Nebulized BUD alone can replace oral corticosteroids in the treatment of COPD exacerbations. Nebulizing 6 to 8 mg of BUD per day (3 mg, 2 times/d or 2 mg, 1 time/6 hours) can achieve the same efficacy as intravenous methylprednisolone (40 mg), but the dosage and duration of treatment have not yet been determined. A consensus has been reached that the treatment course in existing clinical studies is usually 10 to 14 days, and the dose and treatment course are adjusted according to the severity of acute exacerbation.

 About Nebulizer Medication Guide

(3) Expectorants:

For patients with acute exacerbations of COPD who have thick, sticky phlegm that is difficult to cough up, aerosol inhalation of SABA and expectorants can synergize sputum elimination, but it is not recommended as a routine medication in the Global Initiative for COPD (GOLD) 2016.

3. bronchiectasis


Due to the destruction of bronchial structure, poor sputum drainage, repeated acute exacerbations, frequent use of antibacterial drugs and other factors, Pseudomonas aeruginosa, a common multi-drug resistant bacteria, persists in the airways for a long time.


Once the infection becomes acutely severe, treatment is very difficult. In addition to systemic use of antibacterial drugs, atomized inhalation of antibacterial drugs can be used as local treatment to increase the effect of antibacterial treatment.

Recommended commonly used aerosol inhalation drugs


(1) Antibacterial drugs:

The U.S. FDA has approved tobramycin for the treatment of cystic fibrosis by aerosol inhalation.
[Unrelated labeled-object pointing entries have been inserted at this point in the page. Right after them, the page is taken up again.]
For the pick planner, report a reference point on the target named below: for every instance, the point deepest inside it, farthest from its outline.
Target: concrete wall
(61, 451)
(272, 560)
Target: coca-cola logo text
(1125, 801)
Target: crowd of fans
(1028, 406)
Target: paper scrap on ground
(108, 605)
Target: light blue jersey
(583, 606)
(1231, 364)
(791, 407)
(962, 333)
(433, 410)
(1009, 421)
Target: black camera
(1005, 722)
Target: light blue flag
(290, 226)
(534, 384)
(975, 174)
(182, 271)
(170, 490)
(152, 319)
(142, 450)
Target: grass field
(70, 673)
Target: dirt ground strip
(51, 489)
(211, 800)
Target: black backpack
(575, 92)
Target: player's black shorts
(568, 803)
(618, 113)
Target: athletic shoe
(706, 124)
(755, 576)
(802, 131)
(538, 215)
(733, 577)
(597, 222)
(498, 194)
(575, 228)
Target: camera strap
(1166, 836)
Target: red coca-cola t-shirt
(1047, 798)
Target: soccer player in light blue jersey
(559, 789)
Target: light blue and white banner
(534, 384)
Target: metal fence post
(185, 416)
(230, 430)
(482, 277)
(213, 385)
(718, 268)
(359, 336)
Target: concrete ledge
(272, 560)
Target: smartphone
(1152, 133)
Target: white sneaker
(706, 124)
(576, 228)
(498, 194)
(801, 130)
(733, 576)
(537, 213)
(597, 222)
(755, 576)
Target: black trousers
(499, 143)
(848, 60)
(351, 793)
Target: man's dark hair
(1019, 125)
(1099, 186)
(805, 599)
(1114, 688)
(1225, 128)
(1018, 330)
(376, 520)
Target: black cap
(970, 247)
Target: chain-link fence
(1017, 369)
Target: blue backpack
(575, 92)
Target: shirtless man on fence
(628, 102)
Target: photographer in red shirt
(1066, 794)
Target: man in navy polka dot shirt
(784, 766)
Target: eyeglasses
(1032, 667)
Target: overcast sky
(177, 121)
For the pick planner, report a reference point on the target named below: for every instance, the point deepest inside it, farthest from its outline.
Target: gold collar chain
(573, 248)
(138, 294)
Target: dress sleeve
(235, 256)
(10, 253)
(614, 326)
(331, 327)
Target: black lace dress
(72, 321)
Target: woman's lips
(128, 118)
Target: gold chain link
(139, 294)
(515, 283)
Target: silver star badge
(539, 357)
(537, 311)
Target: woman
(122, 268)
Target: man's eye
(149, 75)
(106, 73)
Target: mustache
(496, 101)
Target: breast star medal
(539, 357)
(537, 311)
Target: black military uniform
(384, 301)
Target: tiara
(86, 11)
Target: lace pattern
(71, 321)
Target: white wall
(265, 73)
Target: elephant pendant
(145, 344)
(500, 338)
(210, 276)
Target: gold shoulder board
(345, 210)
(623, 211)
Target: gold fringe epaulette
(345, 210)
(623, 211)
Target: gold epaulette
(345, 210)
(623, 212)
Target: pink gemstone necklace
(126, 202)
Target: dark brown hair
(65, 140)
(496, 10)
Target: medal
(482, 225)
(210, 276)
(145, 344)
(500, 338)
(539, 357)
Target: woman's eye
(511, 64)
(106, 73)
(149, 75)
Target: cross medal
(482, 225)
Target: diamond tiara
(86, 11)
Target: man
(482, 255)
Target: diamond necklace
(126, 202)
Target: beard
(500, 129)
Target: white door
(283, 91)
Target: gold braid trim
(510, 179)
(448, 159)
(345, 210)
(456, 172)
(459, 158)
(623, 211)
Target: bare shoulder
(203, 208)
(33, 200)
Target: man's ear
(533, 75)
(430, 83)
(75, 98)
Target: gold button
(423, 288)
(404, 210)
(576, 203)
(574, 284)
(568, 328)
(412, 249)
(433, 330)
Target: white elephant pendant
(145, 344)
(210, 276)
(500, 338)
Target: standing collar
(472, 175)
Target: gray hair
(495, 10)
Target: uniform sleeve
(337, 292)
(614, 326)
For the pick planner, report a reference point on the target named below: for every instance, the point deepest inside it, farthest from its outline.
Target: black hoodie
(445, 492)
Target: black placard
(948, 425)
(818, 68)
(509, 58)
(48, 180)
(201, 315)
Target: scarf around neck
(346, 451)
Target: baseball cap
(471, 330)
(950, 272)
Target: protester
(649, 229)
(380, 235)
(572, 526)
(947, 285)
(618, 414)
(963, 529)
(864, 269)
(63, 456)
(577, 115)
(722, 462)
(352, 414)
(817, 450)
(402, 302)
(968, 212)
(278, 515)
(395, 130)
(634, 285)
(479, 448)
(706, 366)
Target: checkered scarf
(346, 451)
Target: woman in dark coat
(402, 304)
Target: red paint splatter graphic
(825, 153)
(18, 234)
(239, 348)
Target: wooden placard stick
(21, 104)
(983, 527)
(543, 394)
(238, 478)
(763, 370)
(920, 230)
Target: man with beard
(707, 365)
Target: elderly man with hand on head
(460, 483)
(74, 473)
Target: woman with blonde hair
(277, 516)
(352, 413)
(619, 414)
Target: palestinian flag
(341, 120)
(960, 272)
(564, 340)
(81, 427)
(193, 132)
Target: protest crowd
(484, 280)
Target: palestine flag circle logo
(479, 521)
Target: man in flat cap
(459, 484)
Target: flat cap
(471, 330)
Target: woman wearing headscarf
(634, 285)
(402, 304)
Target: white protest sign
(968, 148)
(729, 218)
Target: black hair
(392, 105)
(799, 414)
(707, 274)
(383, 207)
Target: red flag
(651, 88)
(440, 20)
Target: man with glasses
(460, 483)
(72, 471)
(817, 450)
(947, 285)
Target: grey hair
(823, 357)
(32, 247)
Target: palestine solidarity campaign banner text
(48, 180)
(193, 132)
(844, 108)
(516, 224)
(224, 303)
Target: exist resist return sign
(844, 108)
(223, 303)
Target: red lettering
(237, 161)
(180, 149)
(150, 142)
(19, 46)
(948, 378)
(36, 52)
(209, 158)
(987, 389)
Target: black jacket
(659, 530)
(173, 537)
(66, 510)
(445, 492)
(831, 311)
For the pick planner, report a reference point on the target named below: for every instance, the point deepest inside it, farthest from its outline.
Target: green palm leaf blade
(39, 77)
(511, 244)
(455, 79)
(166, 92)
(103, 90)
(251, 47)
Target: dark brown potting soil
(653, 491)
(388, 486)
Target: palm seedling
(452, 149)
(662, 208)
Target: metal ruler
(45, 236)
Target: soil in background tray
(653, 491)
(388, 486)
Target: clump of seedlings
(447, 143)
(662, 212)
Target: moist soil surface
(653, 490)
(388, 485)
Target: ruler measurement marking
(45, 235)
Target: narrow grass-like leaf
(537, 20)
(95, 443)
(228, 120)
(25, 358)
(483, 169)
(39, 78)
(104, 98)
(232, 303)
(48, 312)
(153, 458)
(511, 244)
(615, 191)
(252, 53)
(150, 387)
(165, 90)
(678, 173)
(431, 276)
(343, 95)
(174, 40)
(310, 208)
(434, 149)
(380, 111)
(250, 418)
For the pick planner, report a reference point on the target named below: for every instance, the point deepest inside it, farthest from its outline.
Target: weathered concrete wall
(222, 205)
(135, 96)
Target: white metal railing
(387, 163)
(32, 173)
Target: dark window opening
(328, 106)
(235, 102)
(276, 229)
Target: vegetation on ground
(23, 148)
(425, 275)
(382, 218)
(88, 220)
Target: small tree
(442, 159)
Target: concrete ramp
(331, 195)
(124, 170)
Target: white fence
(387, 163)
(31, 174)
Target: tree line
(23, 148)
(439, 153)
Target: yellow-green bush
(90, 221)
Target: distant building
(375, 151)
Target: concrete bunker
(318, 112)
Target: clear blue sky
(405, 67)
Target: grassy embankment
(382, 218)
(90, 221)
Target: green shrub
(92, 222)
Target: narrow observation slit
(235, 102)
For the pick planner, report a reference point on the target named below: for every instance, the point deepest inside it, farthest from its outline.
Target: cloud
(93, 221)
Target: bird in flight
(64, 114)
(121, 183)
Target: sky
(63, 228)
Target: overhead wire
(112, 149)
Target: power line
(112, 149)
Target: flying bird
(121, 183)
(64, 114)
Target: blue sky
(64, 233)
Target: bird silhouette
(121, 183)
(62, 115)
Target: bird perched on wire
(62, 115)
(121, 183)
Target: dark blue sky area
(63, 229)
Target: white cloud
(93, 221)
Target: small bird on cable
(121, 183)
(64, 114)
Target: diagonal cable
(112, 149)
Some studies have reported that in the acute exacerbation of bronchiectasis, the use of tobramycin, gentamicin, amikacin or polymyxin E aerosol inhalation, 2 times/d, for a course of 7 to 14 days, can achieve better results. Efficacy.

In recent years, some foreign authors have also reported long-term aerosol inhalation of the above-mentioned antibacterial drugs during the stable stage of bronchiectasis, with the course of treatment ranging from 4 weeks to 12 months.

(2) Bronchodilators and ICS:

Since patients with bronchiectasis often suffer from airflow obstruction and airway hyperresponsiveness, aerosol treatment with bronchodilators and ICS can be used as needed. The drugs and doses used can be referred to the section on acute exacerbations of COPD.